Charles shook his head slowly. 'It's so wrong to bear grudges, Karen, especially against the young.' He took her hand. 'But don't think I don't appreciate your concern, my dear. They know I've been ill and I'm still not fully recovered. When they do come back, I don't think they're so bad inside they would harm an invalid like me.'

His statement, his thoughts only of himself and not of her, who had actually suffered at their hands, stupefied her. Selfish, Glenn had called him. It seemed, she reflected, Glenn was right. In spite of Charles's apparent concern for others, he was as self-orientated as the rest of us. But, she thought, with a sudden disloyalty which took her by surprise, most of us don't go around as if we were wearing permanent halos.

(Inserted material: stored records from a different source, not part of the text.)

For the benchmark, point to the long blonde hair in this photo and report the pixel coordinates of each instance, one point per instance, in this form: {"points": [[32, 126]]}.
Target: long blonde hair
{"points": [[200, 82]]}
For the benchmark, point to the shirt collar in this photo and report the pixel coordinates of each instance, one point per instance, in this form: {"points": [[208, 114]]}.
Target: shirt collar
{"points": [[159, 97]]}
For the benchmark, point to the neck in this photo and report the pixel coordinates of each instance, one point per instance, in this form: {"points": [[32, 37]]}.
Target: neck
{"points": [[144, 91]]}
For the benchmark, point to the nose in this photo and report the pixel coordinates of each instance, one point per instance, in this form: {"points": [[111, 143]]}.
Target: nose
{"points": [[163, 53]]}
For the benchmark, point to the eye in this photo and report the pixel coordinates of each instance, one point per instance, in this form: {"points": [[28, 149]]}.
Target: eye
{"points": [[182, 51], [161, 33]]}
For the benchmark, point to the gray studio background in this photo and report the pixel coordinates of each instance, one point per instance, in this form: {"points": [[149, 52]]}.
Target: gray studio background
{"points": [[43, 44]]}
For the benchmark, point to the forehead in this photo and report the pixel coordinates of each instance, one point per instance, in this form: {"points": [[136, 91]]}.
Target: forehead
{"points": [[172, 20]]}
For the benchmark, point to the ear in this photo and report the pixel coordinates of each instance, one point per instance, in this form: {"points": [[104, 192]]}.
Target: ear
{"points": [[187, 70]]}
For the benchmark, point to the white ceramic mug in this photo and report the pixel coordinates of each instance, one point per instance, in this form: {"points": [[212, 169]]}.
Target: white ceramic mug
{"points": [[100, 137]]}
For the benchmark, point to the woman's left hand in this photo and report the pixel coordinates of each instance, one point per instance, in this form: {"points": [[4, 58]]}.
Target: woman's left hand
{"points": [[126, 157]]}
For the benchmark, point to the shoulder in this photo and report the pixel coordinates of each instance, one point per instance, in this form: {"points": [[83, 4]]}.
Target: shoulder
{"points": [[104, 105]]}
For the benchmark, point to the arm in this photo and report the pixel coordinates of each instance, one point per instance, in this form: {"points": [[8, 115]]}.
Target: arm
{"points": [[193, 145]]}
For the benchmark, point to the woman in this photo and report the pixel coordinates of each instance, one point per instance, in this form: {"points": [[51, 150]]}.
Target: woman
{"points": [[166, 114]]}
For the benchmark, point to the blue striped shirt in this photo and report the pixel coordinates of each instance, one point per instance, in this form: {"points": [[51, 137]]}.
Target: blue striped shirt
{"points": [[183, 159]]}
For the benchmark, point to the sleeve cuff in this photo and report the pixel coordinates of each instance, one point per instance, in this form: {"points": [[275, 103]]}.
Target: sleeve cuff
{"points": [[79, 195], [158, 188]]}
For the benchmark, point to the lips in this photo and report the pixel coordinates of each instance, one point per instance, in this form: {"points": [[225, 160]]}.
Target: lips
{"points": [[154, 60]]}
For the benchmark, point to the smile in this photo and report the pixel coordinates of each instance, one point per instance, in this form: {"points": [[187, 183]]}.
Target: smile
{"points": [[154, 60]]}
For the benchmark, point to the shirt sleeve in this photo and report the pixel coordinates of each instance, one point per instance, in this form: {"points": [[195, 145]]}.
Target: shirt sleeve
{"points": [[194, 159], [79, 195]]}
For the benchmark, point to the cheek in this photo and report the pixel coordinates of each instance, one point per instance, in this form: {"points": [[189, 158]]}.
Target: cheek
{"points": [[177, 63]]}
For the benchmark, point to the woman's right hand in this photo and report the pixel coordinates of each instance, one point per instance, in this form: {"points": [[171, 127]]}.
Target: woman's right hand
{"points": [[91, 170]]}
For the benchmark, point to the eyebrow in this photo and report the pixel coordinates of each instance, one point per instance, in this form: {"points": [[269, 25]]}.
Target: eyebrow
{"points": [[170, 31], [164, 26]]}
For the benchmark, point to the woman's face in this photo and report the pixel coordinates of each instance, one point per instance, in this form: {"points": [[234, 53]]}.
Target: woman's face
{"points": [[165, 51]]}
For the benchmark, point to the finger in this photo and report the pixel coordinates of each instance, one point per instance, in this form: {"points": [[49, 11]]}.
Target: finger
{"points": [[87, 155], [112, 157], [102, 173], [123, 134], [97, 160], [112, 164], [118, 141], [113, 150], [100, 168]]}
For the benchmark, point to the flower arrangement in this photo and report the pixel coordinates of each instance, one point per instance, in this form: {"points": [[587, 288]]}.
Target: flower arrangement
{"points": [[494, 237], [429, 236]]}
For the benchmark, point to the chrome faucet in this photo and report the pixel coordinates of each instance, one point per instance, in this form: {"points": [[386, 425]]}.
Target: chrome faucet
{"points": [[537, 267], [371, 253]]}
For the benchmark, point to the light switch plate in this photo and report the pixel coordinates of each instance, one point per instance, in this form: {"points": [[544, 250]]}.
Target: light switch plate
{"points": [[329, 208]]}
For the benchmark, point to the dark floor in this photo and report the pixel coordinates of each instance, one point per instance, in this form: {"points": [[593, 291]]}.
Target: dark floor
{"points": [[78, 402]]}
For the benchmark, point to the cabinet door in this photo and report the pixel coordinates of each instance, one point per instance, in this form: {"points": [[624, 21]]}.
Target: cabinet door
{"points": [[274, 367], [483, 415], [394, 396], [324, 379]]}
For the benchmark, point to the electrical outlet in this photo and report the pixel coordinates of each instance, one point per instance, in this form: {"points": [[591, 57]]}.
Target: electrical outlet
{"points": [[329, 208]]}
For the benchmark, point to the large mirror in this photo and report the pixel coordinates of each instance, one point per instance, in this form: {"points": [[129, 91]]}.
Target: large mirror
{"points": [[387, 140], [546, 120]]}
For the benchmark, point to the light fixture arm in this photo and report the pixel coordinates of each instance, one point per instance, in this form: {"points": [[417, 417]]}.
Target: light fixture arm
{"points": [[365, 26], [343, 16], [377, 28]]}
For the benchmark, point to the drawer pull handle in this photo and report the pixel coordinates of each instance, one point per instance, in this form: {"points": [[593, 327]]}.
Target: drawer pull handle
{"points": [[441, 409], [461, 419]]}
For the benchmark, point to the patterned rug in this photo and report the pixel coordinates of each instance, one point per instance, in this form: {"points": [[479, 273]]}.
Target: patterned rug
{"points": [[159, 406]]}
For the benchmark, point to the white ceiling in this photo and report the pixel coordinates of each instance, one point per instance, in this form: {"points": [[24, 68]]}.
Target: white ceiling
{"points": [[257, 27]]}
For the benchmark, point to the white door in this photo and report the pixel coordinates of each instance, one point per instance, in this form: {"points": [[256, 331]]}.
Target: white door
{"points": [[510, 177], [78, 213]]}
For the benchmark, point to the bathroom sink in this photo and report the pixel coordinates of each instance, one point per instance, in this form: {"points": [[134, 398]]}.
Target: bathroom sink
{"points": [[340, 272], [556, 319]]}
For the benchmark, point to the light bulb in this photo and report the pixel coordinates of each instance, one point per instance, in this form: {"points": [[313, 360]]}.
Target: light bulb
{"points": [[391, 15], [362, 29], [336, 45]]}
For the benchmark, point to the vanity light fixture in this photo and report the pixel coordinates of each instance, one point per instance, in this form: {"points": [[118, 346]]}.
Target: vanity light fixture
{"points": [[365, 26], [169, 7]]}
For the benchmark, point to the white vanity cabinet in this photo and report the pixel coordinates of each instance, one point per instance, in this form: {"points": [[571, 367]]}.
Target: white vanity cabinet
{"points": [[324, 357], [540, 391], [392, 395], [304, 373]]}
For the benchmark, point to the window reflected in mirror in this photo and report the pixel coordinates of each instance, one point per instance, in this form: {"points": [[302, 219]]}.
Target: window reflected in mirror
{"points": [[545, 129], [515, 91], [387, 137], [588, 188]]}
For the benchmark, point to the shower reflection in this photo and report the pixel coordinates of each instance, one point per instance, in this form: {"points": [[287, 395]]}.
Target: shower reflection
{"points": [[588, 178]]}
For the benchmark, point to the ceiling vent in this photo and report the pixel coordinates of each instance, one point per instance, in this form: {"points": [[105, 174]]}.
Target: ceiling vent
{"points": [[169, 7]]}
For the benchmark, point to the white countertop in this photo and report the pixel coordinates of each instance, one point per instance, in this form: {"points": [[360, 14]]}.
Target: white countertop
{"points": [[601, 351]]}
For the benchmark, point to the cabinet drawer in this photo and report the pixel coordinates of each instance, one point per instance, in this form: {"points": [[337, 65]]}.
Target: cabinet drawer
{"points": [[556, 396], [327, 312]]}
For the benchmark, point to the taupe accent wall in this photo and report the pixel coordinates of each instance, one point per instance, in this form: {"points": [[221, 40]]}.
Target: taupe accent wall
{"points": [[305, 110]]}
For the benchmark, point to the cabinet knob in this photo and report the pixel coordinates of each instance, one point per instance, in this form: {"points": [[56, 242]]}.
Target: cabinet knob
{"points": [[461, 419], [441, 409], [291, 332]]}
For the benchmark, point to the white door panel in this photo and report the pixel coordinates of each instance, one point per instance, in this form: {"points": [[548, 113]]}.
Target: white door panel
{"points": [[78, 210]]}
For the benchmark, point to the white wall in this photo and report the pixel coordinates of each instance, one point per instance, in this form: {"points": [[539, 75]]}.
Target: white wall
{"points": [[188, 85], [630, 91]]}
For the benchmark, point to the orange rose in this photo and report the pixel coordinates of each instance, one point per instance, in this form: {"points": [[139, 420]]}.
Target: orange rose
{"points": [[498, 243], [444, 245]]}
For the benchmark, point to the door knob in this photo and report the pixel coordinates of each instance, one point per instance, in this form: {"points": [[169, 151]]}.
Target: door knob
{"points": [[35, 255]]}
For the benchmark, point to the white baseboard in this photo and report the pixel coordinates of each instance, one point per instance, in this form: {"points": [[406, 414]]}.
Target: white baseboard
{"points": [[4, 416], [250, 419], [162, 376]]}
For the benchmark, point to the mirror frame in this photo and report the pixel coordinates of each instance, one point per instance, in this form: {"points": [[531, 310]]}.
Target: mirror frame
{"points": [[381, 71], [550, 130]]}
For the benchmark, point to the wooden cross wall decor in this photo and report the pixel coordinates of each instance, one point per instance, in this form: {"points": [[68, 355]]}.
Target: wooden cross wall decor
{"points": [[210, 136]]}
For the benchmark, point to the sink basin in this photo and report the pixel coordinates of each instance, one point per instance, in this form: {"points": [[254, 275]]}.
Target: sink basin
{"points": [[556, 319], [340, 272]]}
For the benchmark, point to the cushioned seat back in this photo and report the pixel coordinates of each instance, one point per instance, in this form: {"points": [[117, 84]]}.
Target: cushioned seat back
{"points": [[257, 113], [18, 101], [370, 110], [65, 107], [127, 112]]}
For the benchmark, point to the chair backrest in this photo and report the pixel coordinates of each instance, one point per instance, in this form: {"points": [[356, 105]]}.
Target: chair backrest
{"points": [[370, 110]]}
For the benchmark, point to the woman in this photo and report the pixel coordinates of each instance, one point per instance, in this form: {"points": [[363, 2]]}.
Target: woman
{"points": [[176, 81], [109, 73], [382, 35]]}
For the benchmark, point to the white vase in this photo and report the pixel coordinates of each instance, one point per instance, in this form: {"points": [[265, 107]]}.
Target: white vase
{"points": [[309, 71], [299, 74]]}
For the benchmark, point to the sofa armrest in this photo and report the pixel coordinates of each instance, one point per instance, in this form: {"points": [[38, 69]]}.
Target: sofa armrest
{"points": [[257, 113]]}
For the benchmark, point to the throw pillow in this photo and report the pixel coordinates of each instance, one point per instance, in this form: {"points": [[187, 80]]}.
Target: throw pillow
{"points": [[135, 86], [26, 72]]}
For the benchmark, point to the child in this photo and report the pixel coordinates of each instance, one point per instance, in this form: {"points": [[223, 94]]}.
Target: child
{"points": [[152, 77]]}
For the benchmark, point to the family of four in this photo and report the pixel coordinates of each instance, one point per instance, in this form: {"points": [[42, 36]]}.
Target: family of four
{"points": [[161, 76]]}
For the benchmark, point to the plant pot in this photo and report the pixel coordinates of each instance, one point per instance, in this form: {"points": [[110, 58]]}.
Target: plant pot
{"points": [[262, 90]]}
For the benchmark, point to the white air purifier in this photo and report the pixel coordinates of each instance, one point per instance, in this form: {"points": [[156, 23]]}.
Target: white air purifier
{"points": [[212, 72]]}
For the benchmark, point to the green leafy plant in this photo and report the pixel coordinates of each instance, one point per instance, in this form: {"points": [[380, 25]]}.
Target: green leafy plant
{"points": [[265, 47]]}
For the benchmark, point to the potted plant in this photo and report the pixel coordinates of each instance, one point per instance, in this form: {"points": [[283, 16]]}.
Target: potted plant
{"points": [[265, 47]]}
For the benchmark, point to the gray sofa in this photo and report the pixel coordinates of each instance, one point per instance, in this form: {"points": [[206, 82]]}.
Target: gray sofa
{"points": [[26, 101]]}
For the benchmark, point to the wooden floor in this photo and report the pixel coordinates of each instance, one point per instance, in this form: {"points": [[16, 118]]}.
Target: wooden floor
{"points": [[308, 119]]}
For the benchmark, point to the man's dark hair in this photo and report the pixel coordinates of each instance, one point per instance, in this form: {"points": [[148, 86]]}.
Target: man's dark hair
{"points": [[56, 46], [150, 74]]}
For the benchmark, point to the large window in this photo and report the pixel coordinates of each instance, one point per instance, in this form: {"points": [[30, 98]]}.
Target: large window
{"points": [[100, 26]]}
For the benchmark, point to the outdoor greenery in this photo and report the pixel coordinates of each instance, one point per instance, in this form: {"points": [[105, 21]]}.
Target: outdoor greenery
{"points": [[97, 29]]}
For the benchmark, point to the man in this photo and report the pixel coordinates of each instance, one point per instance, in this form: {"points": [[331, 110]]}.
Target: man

That evening, Charles said, 'I'm feeling lonely.' With a pang of fear, Karen guessed what was coming, 'I'd like us to marry soon, Karen. It need not make any difference to our lives. If you prefer it, we could have separate bedrooms. There would be no need for you to fulfil any of your wifely obligations at first, at least, not until my heart is stronger and I'm fully fit again.' His arm went avuncularly round her shoulders. 'You know what I mean?'

Karen thought, I know only too well.

'I would make no demands on you, my dear,' Charles continued, 'and,' as an afterthought, 'it would be understood that you would reciprocate and make none on me.'

Karen closed her eyes and felt Glenn's arms gripping her, felt his hands fondling her breasts, his lips on her throat, her arms, her body, her very being reaching out to be taken in its entirety by him. 'Wifely obligations', Charles called it! She shivered and moved away.

'I suppose,' she said mechanically, 'that would be the best arrangement.'

Charles smiled and kissed both her cheeks—her lips were still puffy. 'You give me great joy, Karen. When shall it be? Two or three weeks? No sense in waiting.'

Karen panicked. 'After Easter, Charles, when you're fit enough to go back to work, then you'll be able to stand the strain of the change in your way of living. Because,' she hastened to add, in case it had escaped his notice, that after their wedding his world, night and day, would be invaded by and shared by another, 'it will be different, whatever you say. You—you mustn't take any risks.'

He interpreted her delaying tactics as a deep concern for his health and thanked her for her consideration.

Karen stayed away from work next day, too. After school, Honor called and brought Jerome. He stared at Karen's face and she told him her lips were sore because of her cold. To her relief, he believed her. While she talked shop with Honor, Jerome wandered round, found her typewriter and banged on it with two fingers.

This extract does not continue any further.